Created attachment 306289 [details] reproduce.c Hi, I have a file and lseek on it after calling the close(), but it dose not trigger an EBADF error. Then I open and write to another file, but the write operation trigger an "Invalid argument" error. I can reproduce this with the latest linux kernel https://git.kernel.org/torvalds/t/linux-6.9-rc7.tar.gz The following is the triggering script: ``` dd if=/dev/zero of=ext4-0.img bs=1M count=120 mkfs.ext4 ext4-0.img g++ -static reproduce.c losetup /dev/loop0 ext4-0.img mkdir /root/mnt ./a.out ``` After running the script, you will see an error message: ``` write failure: (Invalid argument) ``` The contents of `reproduce.c` : ``` #include <assert.h> #include <string.h> #include <stdlib.h> #include <stdio.h> #include <stdarg.h> #include <stddef.h> #include <unistd.h> #include <pthread.h> #include <errno.h> #include <dirent.h> #include <string> #include <sys/mount.h> #include <sys/types.h> #include <sys/stat.h> #include <sys/ioctl.h> #include <sys/wait.h> #include <sys/xattr.h> #include <sys/mount.h> #include <sys/statfs.h> #include <fcntl.h> #define ALIGN 4096 void* align_alloc(size_t size) { void *ptr = NULL; int ret = posix_memalign(&ptr, ALIGN, size); if (ret) { printf("align error\n"); exit(1); } return ptr; } int main() { mount("/dev/loop0", "/root/mnt", "ext4", 0, ""); creat("/root/mnt/a", S_IRWXU); creat("/root/mnt/b", S_IRWXU); int fd_a = open("/root/mnt/a", O_RDWR); close(fd_a); int fd_b = open("/root/mnt/b", O_RDWR | O_DIRECT); int state = lseek(fd_a, 7208, SEEK_SET); if (state == -1) { printf("lseek failure: (%s)\n", strerror(errno)); } char *buf = (char*)align_alloc(4096); memset(buf, 'a', 4096); state = write(fd_b, buf, 4096); if (state == -1) { printf("write failure: (%s)\n", strerror(errno)); } close(fd_b); return 0; } ``` I also found that if I remove the `O_DIRECT` flag of file b, the write operation will not trigger an error, but the contents of b become garbled.

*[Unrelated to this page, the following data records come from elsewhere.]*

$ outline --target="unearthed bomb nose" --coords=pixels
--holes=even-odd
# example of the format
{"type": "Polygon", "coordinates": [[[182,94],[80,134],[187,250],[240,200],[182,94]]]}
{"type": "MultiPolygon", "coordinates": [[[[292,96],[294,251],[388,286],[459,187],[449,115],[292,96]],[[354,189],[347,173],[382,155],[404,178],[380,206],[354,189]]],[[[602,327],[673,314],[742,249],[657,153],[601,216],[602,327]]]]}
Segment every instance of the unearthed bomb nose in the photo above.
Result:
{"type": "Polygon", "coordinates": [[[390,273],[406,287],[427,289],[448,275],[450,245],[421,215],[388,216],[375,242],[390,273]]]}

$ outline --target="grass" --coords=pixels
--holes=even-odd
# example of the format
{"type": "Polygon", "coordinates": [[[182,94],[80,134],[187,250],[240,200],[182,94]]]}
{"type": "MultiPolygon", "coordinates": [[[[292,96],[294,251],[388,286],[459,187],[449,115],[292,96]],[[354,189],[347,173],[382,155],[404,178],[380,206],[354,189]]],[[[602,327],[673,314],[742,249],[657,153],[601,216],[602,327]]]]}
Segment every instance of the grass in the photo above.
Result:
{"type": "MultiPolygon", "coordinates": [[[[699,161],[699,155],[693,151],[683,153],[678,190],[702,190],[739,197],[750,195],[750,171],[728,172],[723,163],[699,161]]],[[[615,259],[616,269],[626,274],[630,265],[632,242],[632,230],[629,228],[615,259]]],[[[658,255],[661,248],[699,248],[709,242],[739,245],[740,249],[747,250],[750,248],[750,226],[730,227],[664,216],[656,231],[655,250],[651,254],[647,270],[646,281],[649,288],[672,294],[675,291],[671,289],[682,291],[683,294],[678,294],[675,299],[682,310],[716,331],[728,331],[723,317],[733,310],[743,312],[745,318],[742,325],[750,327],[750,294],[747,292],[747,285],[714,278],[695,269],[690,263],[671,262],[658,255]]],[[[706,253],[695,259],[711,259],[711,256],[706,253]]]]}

This is a test/programming bug. If you change reproduce.c so that it prints fd_a and fd_b, you'll see that they have the same value. So the reason why lseek didn't fail is because fd_a has the same integer value as fd_b --- and so lseek didn't fail and affected the current position of fd_b. This is a documented feature of the Linux/Unix/Posix interface. File descriptors are small integers, and if you close a file descriptor, it releases that integer ---- think of it as an index in an array, i.e., struct file *fd_array[MAX_FDS]. When you call open, it will find the first NULL pointer in fd_array, and installs a pointer to the struct file, and returns that integer as the file descriptor.
Hi Theodore Tso, Thank you for your quick response, I'm very sorry for making this incorrect bug report, I will read the documentation carefully.